Tunis is a village in the oasis of Faiyum Governorate in Egypt known for its pottery workshops and small art galleries.

History 
The village is considered new as it was created in the 1960s by two famous Egyptian poets. In the 1980s, Evelyne Porret, a Swiss tourist and later potter fell in love with the touristic village, and established a pottery school in it that played a large role in preseving fayoum's Ancient Egyptian pottery culture. The pottery school still exists today.

Institutions

Fayoum Art Center 
Mohamed Abla, an Egyptian artist, founded Fayoum Art Center in 2006. It is a non-profit organization which was inspired by the International Summer Academy in Salzburg. The Center is dedicated to all the artists around the world.
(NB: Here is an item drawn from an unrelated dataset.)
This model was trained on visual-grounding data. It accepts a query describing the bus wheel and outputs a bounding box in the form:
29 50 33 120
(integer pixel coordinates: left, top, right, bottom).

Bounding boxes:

It helps artists by giving them studio spaces they need, besides providing them with art libraries and living areas. Additionally, the first Caricature Museum in the Middle East was built in the center. The museum includes a variety of collection of caricature.

Ibis Cooking School and Restaurant 
Not only the village is limited to the art of pottery, but also it combines both the art of pottery with the cooking. There is Ibis Cooking School and Restaurant that is located at Mahmoud Youssef Pottery Atelier.

Events

Tunis Village Annual Handicrafts Festival 
There is a festival held in Fayoum Village annually; it takes place every autumn. The purpose of the festival is to bring artists-potters from Tunis, Cairo, other parts of Egypt and also artists from around the world. The festival focuses on giving the chance to the participants to explore the value of potter, exchange knowledge, share interests and also discuss their challenges.

Climate 
The climate of the village is warm (22-28 degrees Celsius) between the months of October and April. However, the weather can be very warm from May to October.